Question 9: Dissociative anaesthesia is produced by?
- A. Ketamine (Correct Answer)
- B. Etomidate
- C. Propofol
- D. Thiopentone
Explanation: ***Ketamine*** - **Ketamine** is a unique anesthetic that produces a state of **dissociative anesthesia**, characterized by a trance-like state, analgesia, amnesia, and catalepsy. - This effect is primarily due to its antagonism of the **N-methyl-D-aspartate (NMDA) receptor**. *Etomidate* - **Etomidate** is an intravenous anesthetic characterized by its **cardiovascular stability**, making it suitable for patients with heart conditions. - It works primarily by modulating **GABA-A receptors** but does not produce dissociative anesthesia. *Propofol* - **Propofol** is a widely used intravenous anesthetic known for its **rapid onset and recovery**, and it is often used for induction and maintenance of general anesthesia. - Its primary mechanism of action involves enhancing the effects of **GABA-A receptors**, leading to central nervous system depression, but not dissociative anesthesia. *Thiopentone* - **Thiopentone** (Thiopental) is a barbiturate anesthetic that causes rapid loss of consciousness and has been historically used for inducing general anesthesia. - It acts as a **GABA-A receptor agonist**, depressing the central nervous system, but it does not produce the distinct dissociative state seen with ketamine.
Question 10: Which of the following statements about Nitrous Oxide (N2O) is true?
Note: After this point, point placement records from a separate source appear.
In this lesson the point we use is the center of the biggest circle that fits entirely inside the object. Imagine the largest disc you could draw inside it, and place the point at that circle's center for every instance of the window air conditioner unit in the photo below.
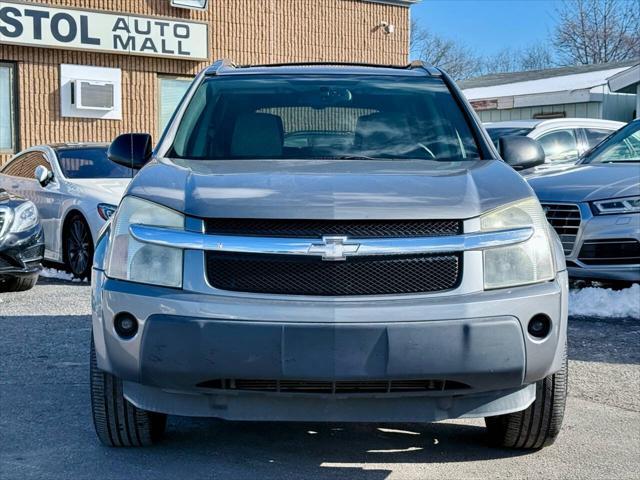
(93, 95)
(195, 4)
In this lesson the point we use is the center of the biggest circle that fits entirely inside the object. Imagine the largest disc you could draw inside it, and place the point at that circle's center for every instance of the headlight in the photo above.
(140, 262)
(617, 205)
(105, 210)
(526, 262)
(25, 216)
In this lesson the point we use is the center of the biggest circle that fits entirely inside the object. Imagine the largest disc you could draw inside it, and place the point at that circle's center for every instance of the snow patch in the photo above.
(605, 303)
(58, 274)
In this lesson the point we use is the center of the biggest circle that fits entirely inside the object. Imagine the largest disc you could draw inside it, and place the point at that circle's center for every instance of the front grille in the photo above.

- A. Least potent inhalational anesthetic (Correct Answer)
- B. Lighter than air
- C. Effective muscle relaxant
- D. Does not cause diffusion hypoxia
Explanation: **Least potent inhalational anesthetic** - Nitrous oxide has a **high Minimum Alveolar Concentration (MAC)** of approximately 104%, making it the least potent of the commonly used inhalational anesthetics. - Its high MAC means a very high concentration is required to achieve surgical anesthesia, which is why it is typically used as an adjunct to more potent agents. *Lighter than air* - The molecular weight of nitrous oxide (N2O) is 44, which is **heavier than air** (average molecular weight approximately 29 g/mol). - Its density is greater than air, meaning it would tend to sink rather than rise. *Effective muscle relaxant* - Nitrous oxide provides **minimal to no skeletal muscle relaxation** benefits. - If muscle relaxation is required, a neuromuscular blocking agent must be administered separately. *Does not cause diffusion hypoxia* - Nitrous oxide rapidly diffuses out of the blood into the alveoli during emergence, diluting the oxygen and carbon dioxide there. - This rapid diffusion can lead to **diffusion hypoxia** (also known as the "second gas effect"), necessitating the administration of 100% oxygen during recovery to prevent this complication.